Penelope could see Freddy working that one out. If Captain Reid had been in the East India Company’s army, and the East India Company’s army didn’t accept half-Indians, then, ipso facto or whatever that Latin phrase was, Captain Reid couldn’t be half-Indian.
Even so, Freddy took a discreet step away, as though to disassociate himself from any possible taint. It was distressing enough for him having a half-Irish wife.
It would have been one thing if her grandfather had been heir to an Irish peerage, like Lord Wellesley. Irish peers might not be quite up to the level of their English counterparts, but a peerage rendered anyone at least marginally socially acceptable. No matter how hard her mother tried to hide it, Penelope’s maternal grandfather had been little more than a glorified horse trader. A successful horse trader, but a horse trader for all that.
Penelope’s father, comfortable in his baronetcy, Saxon to the backbone, more at home in the saddle than the drawing room, hadn’t minded in the slightest. He thought it rather a good deal, finding a chit who was easy on the eyes and came with a steady supply of good horseflesh. Penelope’s mother had minded. She had worked so hard at eradicating her origins that any mention of the Irish or the equine evoked a blank stare and an increasingly agitated fluttering of her fan. Discussions of breeding were enough to send her into a swoon — provided there was a soft surface behind her, that was, as Penelope’s paternal grandmother had caustically pointed out on more than one occasion.
It was all, Penelope considered, rather a good joke.
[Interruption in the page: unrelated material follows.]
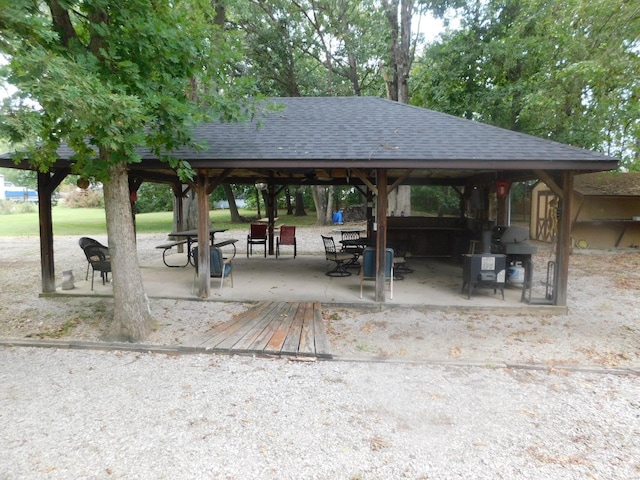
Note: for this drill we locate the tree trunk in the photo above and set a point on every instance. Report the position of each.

Her father had married her mother for her stable; her mother had married her father to get away from it. By the time each had figured out their mistake, it had been too late to do anything about it. The “I do’s” had been said.
That sort of thing was becoming rather a family tradition.
Captain Reid didn’t seem to notice that he had been snubbed. He was frowning over his shoulder at a young man in an unfamiliar uniform who appeared to be trying to signal something to him in an awkward species of mime.
With a palpably false smile, Captain Reid turned back to their small group. “I have already monopolized far too much of your time. Enjoy the nautch, Lady Frederick.”
There went all her theories tossed into a cocked hat. If Captain Reid was in league with Mir Alam, she would eat Freddy’s best hat.